Cicely Tyson
“The book is beautiful from beginning to end. . . . She was a pioneer in her field of acting, modeling, and portraying her people in a positive light.”
Cicely Tyson is a big, beautiful book. The colors are bold, the art is bright and sometimes three dimensional, with bits of fabric as embellishments. The book has 28 named unrhyming poems, explaining how a girl from Harlem, her parents from a Caribbean island, could grow up to be a movie star. Cicely was the first girl in her family of five. She was a bright light in the family, born “in the 1920s,” the name of the first poem.
“Take care of that baby,” the stranger said. She’s going to make you very proud one day. Cicely’s momma held onto those words. Tucked them in her heart for safekeeping. Her baby girl was destined to impact the world.”
Some of the poems end with lyrics from a church song, including “This Little Light of Mine” and “Down by the River.”
At the West Indian outdoor market in New York City, her mom gossiped with the other mothers. They thought that Cicely “was so shy, surely she would not grow up to do big, big things. But Cicely knew she wasn’t shy. She was quiet.”
One Sunday in church Cicely sang a song as a young girl, and everybody loved it. The poems are loosely ordered to follow a timeline, but sometimes they veer off track a bit. From singing in church we go to the prejudices against blacks in the 1930s to the 1950s. Then, in the next poem, Cicely is nine years old (which would be 1933), the year her parents separated. Then her mom takes her to a movie theater for the first time when she’s 11, She takes piano lessons when she is 12, playing the organ by 15. She learns how to do her hair and her friends’ hair. The poem “Purpose” is a good one, as Cicely and her mom think of all the things she is good at, and what she could do with her life. A stranger suggests she should be a model, and Cicely tries that out. Then a movie director meets her in a department store and asks her to be in a movie.
Cicley moved out of her mom’s house since her mother didn’t approve of her becoming an actress.

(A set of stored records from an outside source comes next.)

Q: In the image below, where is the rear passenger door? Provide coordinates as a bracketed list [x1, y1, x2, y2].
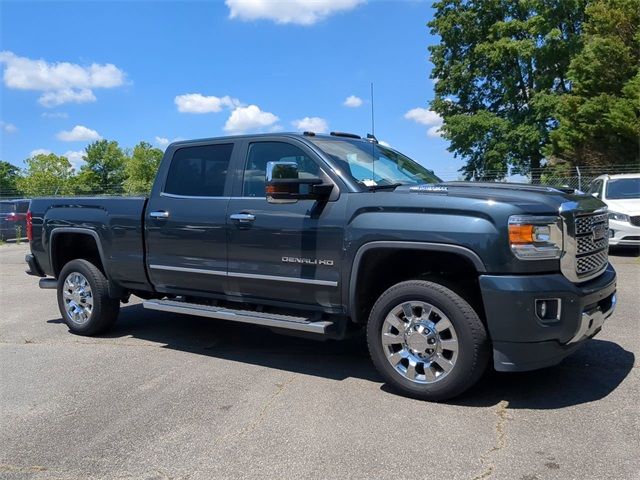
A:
[145, 141, 235, 295]
[227, 139, 346, 310]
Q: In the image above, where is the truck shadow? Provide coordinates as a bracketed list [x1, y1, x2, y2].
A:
[49, 304, 635, 409]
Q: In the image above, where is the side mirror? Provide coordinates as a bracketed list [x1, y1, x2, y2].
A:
[265, 162, 333, 203]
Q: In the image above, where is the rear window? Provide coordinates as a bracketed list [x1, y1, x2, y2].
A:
[0, 203, 16, 213]
[164, 143, 233, 197]
[607, 178, 640, 200]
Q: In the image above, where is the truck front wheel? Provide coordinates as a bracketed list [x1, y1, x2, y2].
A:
[367, 280, 490, 401]
[58, 260, 120, 335]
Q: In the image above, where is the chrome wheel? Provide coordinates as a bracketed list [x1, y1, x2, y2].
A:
[62, 272, 93, 325]
[381, 301, 458, 384]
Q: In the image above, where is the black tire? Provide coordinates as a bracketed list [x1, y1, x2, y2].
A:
[367, 280, 490, 401]
[58, 260, 120, 335]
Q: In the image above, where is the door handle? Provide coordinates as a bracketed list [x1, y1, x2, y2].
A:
[229, 213, 256, 223]
[149, 210, 169, 218]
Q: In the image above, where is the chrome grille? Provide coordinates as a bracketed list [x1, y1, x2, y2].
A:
[575, 213, 609, 279]
[576, 213, 608, 235]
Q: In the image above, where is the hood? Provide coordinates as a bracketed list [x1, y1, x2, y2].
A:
[604, 198, 640, 217]
[395, 182, 605, 213]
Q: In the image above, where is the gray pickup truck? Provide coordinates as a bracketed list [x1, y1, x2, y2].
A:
[26, 132, 616, 401]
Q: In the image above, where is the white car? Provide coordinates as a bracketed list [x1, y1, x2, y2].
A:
[588, 173, 640, 247]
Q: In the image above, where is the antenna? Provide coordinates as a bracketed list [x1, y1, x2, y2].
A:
[367, 82, 376, 184]
[371, 82, 376, 137]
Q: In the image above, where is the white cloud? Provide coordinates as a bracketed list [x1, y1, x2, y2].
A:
[56, 125, 102, 142]
[156, 137, 170, 148]
[291, 117, 329, 133]
[225, 0, 364, 25]
[427, 125, 442, 138]
[0, 121, 18, 133]
[0, 51, 125, 107]
[404, 107, 442, 125]
[29, 148, 53, 158]
[404, 107, 442, 138]
[224, 105, 279, 133]
[174, 93, 240, 113]
[38, 88, 96, 107]
[40, 112, 69, 118]
[342, 95, 362, 108]
[62, 150, 85, 170]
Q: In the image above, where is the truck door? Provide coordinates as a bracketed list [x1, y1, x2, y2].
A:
[227, 140, 346, 307]
[144, 141, 234, 295]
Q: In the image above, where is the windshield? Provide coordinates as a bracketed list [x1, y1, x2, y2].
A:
[309, 138, 440, 187]
[607, 178, 640, 200]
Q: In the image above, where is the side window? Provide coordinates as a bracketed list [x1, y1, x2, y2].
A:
[164, 143, 233, 197]
[242, 142, 320, 197]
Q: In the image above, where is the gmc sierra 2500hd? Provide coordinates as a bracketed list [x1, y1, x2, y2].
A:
[26, 132, 616, 400]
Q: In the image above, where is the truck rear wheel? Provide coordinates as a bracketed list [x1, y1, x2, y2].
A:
[367, 280, 490, 401]
[58, 260, 120, 335]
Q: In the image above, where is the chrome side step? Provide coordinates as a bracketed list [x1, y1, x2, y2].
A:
[142, 300, 333, 334]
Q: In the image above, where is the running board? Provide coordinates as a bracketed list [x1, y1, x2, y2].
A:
[142, 300, 333, 334]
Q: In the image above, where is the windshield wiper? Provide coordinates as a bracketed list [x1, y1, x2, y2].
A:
[367, 183, 402, 192]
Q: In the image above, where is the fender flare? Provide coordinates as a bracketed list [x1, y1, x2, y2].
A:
[49, 227, 123, 298]
[347, 241, 486, 322]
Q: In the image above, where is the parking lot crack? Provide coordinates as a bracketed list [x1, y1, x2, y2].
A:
[240, 375, 295, 435]
[473, 400, 510, 480]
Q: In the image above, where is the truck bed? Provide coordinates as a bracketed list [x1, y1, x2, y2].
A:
[30, 197, 152, 291]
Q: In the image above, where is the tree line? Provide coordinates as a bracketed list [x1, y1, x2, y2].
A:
[428, 0, 640, 182]
[0, 140, 163, 197]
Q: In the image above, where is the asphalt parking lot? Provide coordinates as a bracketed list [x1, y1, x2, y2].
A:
[0, 245, 640, 480]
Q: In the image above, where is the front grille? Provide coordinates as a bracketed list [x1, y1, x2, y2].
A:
[575, 213, 609, 279]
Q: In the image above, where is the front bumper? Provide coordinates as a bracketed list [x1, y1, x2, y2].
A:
[609, 220, 640, 247]
[480, 264, 616, 371]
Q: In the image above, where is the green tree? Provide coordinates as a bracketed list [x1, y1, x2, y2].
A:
[0, 160, 20, 197]
[77, 140, 125, 194]
[546, 0, 640, 166]
[124, 142, 163, 195]
[428, 0, 586, 181]
[17, 153, 74, 197]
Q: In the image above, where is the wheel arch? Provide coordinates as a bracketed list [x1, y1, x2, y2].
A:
[347, 241, 486, 323]
[49, 227, 124, 298]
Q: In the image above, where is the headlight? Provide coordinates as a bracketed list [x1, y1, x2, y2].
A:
[509, 215, 562, 260]
[609, 212, 631, 223]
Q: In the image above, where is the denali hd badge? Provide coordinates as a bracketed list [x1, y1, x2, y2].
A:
[282, 257, 333, 267]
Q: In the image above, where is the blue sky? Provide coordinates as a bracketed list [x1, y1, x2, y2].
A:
[0, 0, 462, 178]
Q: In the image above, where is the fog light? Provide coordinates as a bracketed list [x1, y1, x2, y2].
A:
[536, 298, 561, 322]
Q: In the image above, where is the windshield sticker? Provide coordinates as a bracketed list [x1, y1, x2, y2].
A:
[409, 185, 449, 193]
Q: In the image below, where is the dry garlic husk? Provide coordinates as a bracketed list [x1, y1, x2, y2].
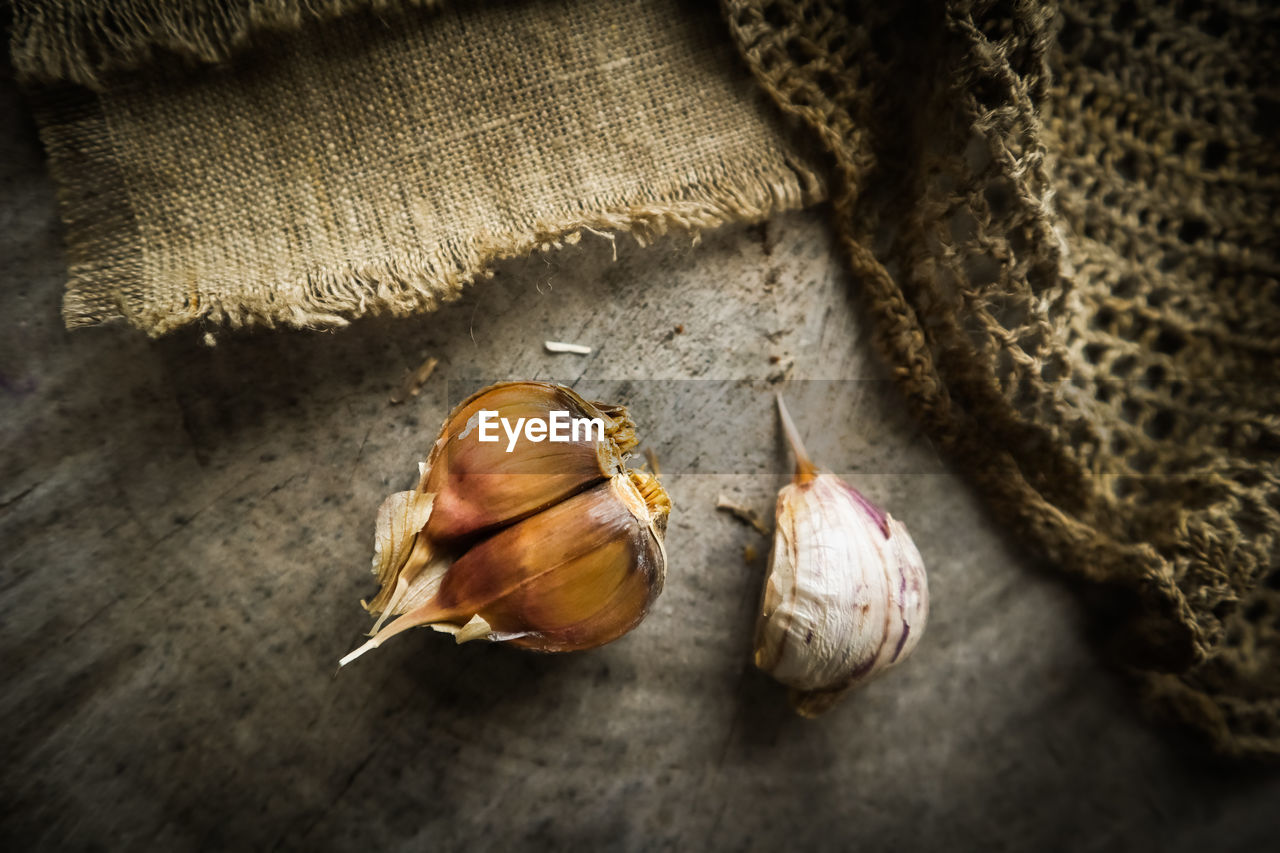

But Cicely preformed two years later in Harlem and her mother came and raved about it. The next poem, “1960s–1980s” is another poem about being Black. “Black is Motown records spinning and spinning, rejoicing and mourning, mourning and rejoicing.”
Then Cicely is in a TV show where she wears her hair natural instead of like the white women. She had a barber cut it short, short, short. She only accepted roles that “showed the dignity and humanity of Black people. She refused to portray negative Black characters.”
Cicely won lots of awards (shown on the Timeline in the back of the book). One double-page spread shows Obama tying on her the Presidential Medal of Freedom.
The book is beautiful from beginning to end, but most children don’t have a clue who Cicely Tyson was, and some parents won’t, either. She was a pioneer in her field of acting, modeling, and portraying her people in a positive light. Every school classroom would benefit from having a copy on its bookshelf.